Scientists examined data from the Trace Gas Orbiter’s (TGO) Fine-Resolution Epithermal Neutron Detector (Frend) instrument, which monitors hydrogen in the uppermost meter of Mars’ soil—a gauge of water content. The study, published in the journal Icarus, discovered an area in the canyon roughly the size of the Netherlands that had an exceptionally significant amount of hydrogen.
“Assuming the hydrogen we see is bound into water molecules, as much as 40 percent of the near-surface material in this region appears to be water,” study lead author Igor Mitrofanov of the Russian Academy of Sciences in Moscow said.
“With TGO, we can look down to one meter below this dusty layer and see what’s really going on below Mars’ surface—and, crucially, locate water-rich ‘oases’ that couldn’t be detected with previous instruments,” Dr. Mitrofanov added.
While previous research has discovered clues of underground water in the Red Planet’s mid-latitudes and pools of liquid water beneath the Martian south pole, these potential deposits are a few kilometers below ground and less accessible to future exploration than those found near the surface.
In this region of Mars, the study has discovered indications of a “large, not-too-deep, easily exploitable reservoir of water.” The scientists believe that a central area of Valles Marineris could be flooded with water, similar to sites like Siberia, where water ice persists under dry soil due to continual low temperatures.

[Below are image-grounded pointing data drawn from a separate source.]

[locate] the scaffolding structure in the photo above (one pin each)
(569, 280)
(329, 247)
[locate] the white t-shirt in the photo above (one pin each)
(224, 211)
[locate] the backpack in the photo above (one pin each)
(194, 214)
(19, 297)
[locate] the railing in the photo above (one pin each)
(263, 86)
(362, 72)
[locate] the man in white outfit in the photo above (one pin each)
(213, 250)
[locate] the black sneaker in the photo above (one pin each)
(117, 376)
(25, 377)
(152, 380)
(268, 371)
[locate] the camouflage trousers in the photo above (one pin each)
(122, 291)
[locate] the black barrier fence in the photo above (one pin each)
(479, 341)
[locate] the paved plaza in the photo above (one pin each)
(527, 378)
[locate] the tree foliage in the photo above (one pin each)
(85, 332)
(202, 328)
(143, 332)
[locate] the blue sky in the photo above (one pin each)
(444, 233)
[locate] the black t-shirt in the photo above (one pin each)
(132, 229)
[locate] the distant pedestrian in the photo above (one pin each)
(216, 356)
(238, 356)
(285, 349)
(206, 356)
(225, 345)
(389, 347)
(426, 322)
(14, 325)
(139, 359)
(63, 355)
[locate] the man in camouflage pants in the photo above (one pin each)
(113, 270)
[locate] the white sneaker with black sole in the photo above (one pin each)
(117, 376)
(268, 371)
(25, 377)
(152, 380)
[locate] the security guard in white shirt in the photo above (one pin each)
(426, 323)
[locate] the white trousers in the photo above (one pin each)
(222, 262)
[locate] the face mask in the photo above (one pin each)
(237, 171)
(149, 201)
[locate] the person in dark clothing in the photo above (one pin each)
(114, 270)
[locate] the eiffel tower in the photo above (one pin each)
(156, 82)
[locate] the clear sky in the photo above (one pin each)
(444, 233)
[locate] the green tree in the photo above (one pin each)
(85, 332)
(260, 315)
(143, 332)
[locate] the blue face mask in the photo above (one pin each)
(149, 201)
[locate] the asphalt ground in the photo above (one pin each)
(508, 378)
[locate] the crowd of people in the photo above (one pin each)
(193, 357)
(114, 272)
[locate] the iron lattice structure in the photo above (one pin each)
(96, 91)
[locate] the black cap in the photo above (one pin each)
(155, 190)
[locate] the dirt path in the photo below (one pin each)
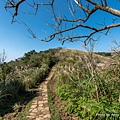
(39, 109)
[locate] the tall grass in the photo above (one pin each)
(87, 89)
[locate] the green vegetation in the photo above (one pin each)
(87, 89)
(19, 77)
(85, 83)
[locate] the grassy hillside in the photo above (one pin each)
(84, 85)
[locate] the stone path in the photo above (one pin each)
(39, 109)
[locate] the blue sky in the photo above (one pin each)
(14, 37)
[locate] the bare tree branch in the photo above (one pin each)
(65, 26)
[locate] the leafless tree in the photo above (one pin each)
(2, 61)
(65, 26)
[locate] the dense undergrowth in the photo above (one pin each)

The researchers looked at data from the Frend instrument, which used neutron detection to map the hydrogen composition of Mars’ soil, from May 2018 to February 2021.
“Neutrons are produced when highly energetic particles known as ‘galactic cosmic rays’ strike Mars; drier soils emit more neutrons than wetter ones, and so we can deduce how much water is in a soil by looking at the neutrons it emits,” study co-author Alexey Malakhov from the Russian Academy of Sciences explained.
“Frend’s unique observing technique brings far higher spatial resolution than previous measurements of this type, enabling us to now see water features that weren’t spotted before,” Dr. Malakhov added.
The researchers assume that the observed water deposits are either ice or water chemically bonded with other minerals in the soil. However, they claim that the minerals found in this region of Mars typically contain only a tiny proportion of water—”much less than is evidenced by these new observations,” according to earlier studies.
“Overall, we think this water more likely exists in the form of ice,” Dr. Malakhov said.
However, according to scientists, more research into this section of the canyon is needed to clarify what type of water these deposits contain.
While the temperature and pressure conditions near the equator lead water ice to evaporate, researchers claim a perfect combination of temperature, pressure, and hydration must exist to prevent water loss from the region.
They believe Valles Marineris possesses a unique, as-yet-unknown combination of variables that aids in the preservation of the water. Alternatively, the researchers hypothesize that the water is supplied via an unknown process.